Law Office Computing
Digital Voice Recorders Expand Dictation Systems
I am somewhere, lost in space, dictating this column into one of the most remarkable little machines that I have seen in a long, long time. It is called the Walkabout Tour portable Dictaphone. The Walkabout is a digital device that allows you to create dictation files in a digital format that can then be placed on the hard drive of your computer where they are later subject to transcription or attached to an e-mail message that can be sent over the Internet to your secretary. Instead of recording dictation to a tape, the Walkabout records the dictation to a small memory card chip about the size of a matchbook cover. Walkabout comes with a PCMCIA card carrier into which the memory card recording chip fits. The PCMCIA carrier fits into the card slot of your portable computer where it interacts with the special software called Boomerang. Boomerang senses that you have placed a recorded chip into your computer and provides you with various options and choices about what you want to do. Because Walkabout is a digital voice processor, you are able to choose among various items that are contained on the memory card. Let's say, for example, that you have dictated two drafts of letters and two memos and you only wish to send one of the memos to your secretary. Each one of the memos will be identified separately on the screen of your computer and you can highlight and send that memo alone. At the other end of the Internet connection, your word processing pool will pick up an e-mail message to which your dictated file is appended. Using special transcription hardware that plugs into the game port of the computer at the other end, they are able to transcribe the material just as they would with a traditional transcription machine.
Now that's pretty cool, you say, but what is the real value of all of it? Lots I say!! The first major value is the fact that because this is a digital voice processor instead of an analog tape machine you are able to insert, modify and edit material that you have dictated. No longer are you required to append to the end of a dictated tape some changes that you thought of after the fact. With the Walkabout device you may go back to any place in any of the items that you have recorded and add, modify, edit or erase to your heart's content. That's a big change from analog tape recording where you pretty much get what you say.
One of the other advantages of the digital format is that you do not have to finish a dictation project before you start on the next one.

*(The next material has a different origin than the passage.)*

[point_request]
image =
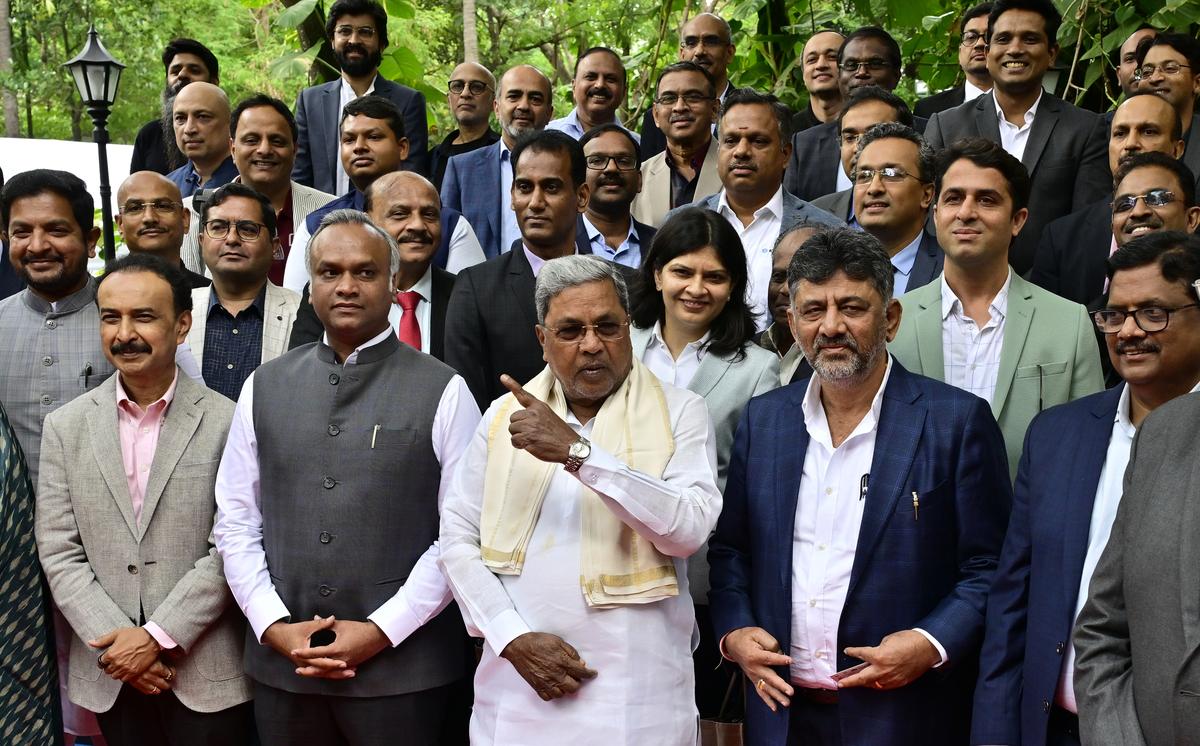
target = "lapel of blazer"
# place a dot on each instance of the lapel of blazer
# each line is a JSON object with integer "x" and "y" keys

You could start two memos and two letters all at the same time, leaving out addresses, names, details that you want to go back and later insert and then pick up all of that dictation an hour, or a day, or a week later. Finally, the digital voice processing technology frees you, pretty much, from the constraints of time. You can dictate and send to your word processing pool at any hour of the night or from any time zone without having to conform your activities to the times that your office is open. Moreover, you are freed from the necessity of seeking out a local Federal Express provider to send a tape overnight.
Perhaps one of the most potentially significant aspects of digital voice processing is that fact that all of your dictated material can now be stored along with the rest of your computer files. As the law business moves increasingly from a paper world to an electronic world, digital voice processing files become manageable documents in the same way as images and text. In the new Eastman Workfolder /DMX software that I will tell you about sometime this fall, you can put the voice file away just like any other document. Even though the files are large compared to text files the greatly expanded storage capacity of modern computers makes the retention of the file in its original format totally sensible.
On the other end of the system, the word processing pool loves the Walkabout. Here is what my secretary, Carolyn Scott, had to say:
"Unbelievably cool, and EASY. . .
I'm a total convert, the foot pedal is extremely responsive and once I got all the settings juuust how I like them, I could go fast, fast, fast! I love my computer and it patiently waited for me thru all kinds of interruptions to come back to this project.
I kept the Boomerang window reduced to the task bar because I haven't figured out how to "turn it on manually"...it auto turns on upon recognizing the .boo extension, and I wanted to tweak and twitch and play. It's so simple that took all of 10 minutes.
Send me more!"
That's all well and good, you may say, but it must cost an arm and a leg. The fact is that depending upon which of the various components of the system you think you need, the price is perfectly competitive with traditional dictating equipment. Incidently, if you don't like to use computers (why are you reading this column?), you can hand the chip to your word processing pool and they can process it in the same way they would a traditional tape. Call your local Dictaphone Rep and ask for a demonstration. Once you try it, I think you probably will not want to go back to the old tape-based system you have used in the past.